Let the Madness beginPublished 8:40am Tuesday, March 11, 2014
Legendary NC State basketball coach Everett Case perhaps summed-up the ACC tournament the best by once saying, “the tournament is a banquet and every game is a feast.”
Coach Case would be amazed to see how this “banquet” has grown with more seats at the main table. What began in 1953 as a seven-team conference has more than doubled in size with a current membership of 15 universities.
The 61st rendition of this annual post-season classic begins Wednesday, March 12 at one of the most hallowed sites in the history of this storied conference – the Greensboro Coliseum.
For those of us who grew up here on Tobacco Road, life simply stopped when the ACC tourney was underway. We’d all find a way – schoolchildren and businessmen alike – to invent a reason to stay at home so we catch all the action on the radio or TV. Even if we grudgingly made our way to work or school, someone had a radio tuned into the tournament and updates made their way from classroom to classroom or around the office.
Now we can catch all the action on the tube, at home or, for those lucky enough to be under the employ of a kind boss, at work. We can either catch the game live on TV or via the Internet.
The old days of this tournament are what made college athletics fun to watch. We all came to expect the unexpected at the tournament. Case-in-point was the 1968 tourney. Powerful Duke (yes, they were even good back then) faced NC State. The Dookies had swept the ‘Pack during the regular season. However, crafty NCSU coach “Storming” Norman Sloan employed a stalling strategy. Over one stretch of the first half, NC State guard Bill Kretzer held the ball, without advancing it, for 14 minutes.
Duke led 4-2 at halftime, but the ‘Pack had a “huge” second half, rallying for 10 whole points to claim a 12-10 win.
In 1973, Wake Forest became the first low seed to knock off a highly regarded club when the ‘Deacs used a length-of-the-court pass and lay-up in the final seconds of regulation to forge a tie with UNC and then knocked-off the second-seeded ‘Heels, 54-52, in a first round game.

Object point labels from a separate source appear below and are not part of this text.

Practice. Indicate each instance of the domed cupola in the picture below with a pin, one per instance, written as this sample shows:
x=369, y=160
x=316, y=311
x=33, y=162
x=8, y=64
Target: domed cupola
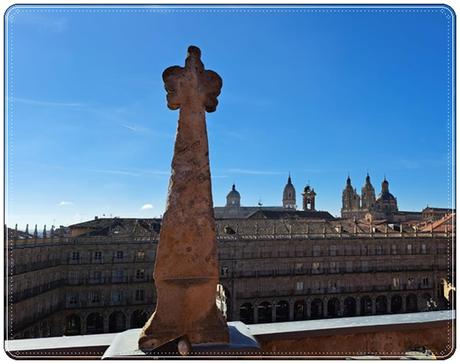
x=289, y=201
x=233, y=198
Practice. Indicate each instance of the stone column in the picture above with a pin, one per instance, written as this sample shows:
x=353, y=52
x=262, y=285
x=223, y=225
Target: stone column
x=186, y=268
x=83, y=327
x=308, y=309
x=291, y=311
x=105, y=318
x=374, y=305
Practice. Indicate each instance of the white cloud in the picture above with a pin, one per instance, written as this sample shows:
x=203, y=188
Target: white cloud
x=147, y=206
x=253, y=172
x=48, y=103
x=65, y=203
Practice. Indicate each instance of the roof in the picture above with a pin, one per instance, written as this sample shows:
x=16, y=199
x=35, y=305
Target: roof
x=290, y=214
x=118, y=226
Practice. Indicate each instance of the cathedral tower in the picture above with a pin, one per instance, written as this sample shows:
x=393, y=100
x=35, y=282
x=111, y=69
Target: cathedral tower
x=367, y=194
x=386, y=202
x=308, y=199
x=289, y=195
x=350, y=199
x=233, y=198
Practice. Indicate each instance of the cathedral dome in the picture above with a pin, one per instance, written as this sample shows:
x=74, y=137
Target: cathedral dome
x=385, y=194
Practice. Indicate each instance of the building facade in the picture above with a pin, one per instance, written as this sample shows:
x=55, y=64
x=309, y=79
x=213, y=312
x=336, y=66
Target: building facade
x=275, y=266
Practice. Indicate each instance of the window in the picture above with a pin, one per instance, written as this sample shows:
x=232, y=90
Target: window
x=224, y=271
x=409, y=248
x=94, y=297
x=117, y=297
x=315, y=267
x=118, y=276
x=97, y=276
x=394, y=249
x=140, y=273
x=348, y=250
x=73, y=299
x=333, y=250
x=139, y=295
x=316, y=251
x=299, y=286
x=98, y=256
x=73, y=277
x=423, y=249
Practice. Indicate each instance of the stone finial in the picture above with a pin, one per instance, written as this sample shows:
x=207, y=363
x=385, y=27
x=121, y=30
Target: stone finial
x=186, y=269
x=192, y=85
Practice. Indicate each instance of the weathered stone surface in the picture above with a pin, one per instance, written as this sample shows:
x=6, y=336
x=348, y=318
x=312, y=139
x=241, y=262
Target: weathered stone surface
x=186, y=269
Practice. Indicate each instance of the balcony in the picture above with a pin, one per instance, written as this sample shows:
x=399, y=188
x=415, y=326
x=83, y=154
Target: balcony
x=387, y=336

And what about the 1974 ACC tourney title game. Still, to this very day, that contest – NC State’s 103-100 overtime victory vs. Maryland – remains as the greatest college basketball game ever played. The Terps, crushed by the loss, refused a bid to play in the NIT. Meanwhile, the David Thompson led Wolfpack went on to win the 1974 National Championship.
For the record, the “Big Four” (Duke, NC State, UNC, Wake Forest) have combined to win 49 of the 60 ACC tournaments through the 2012-13 season. Duke (19), UNC (17), NC State (10) and Wake (4) have collected the most ACC titles.
While the “Big Four” success is well known, the last two tournament titles have been won by teams from the Sunshine State – Florida State (2012) and Miami (2013). Both beat UNC in the championship game.
The 2014 version of this storied tournament will make history as, for the first time, it includes a record 15 teams. That fact presents a unique format – three opening round games on Wednesday where the bottom six will square off (seeds 10-15). Those winners advance to play seeds 5-7 on Thursday, as well as the #8 vs. #9 matchup….the victor moving on to face top-seeded Virginia in Friday’s first quarterfinal game at 12 noon.
Virginia, #2 Syracuse, #3 Duke, and #4 UNC all gained “double byes” to automatically reach the quarterfinals, giving them an added advantage.
No matter the pecking order, the tournament is always full of surprises. There will be an upset or two, but I believe the eventual winner will come from among the top six seeds (and I say that with a heavy heart since my NC State team is seeded 7th).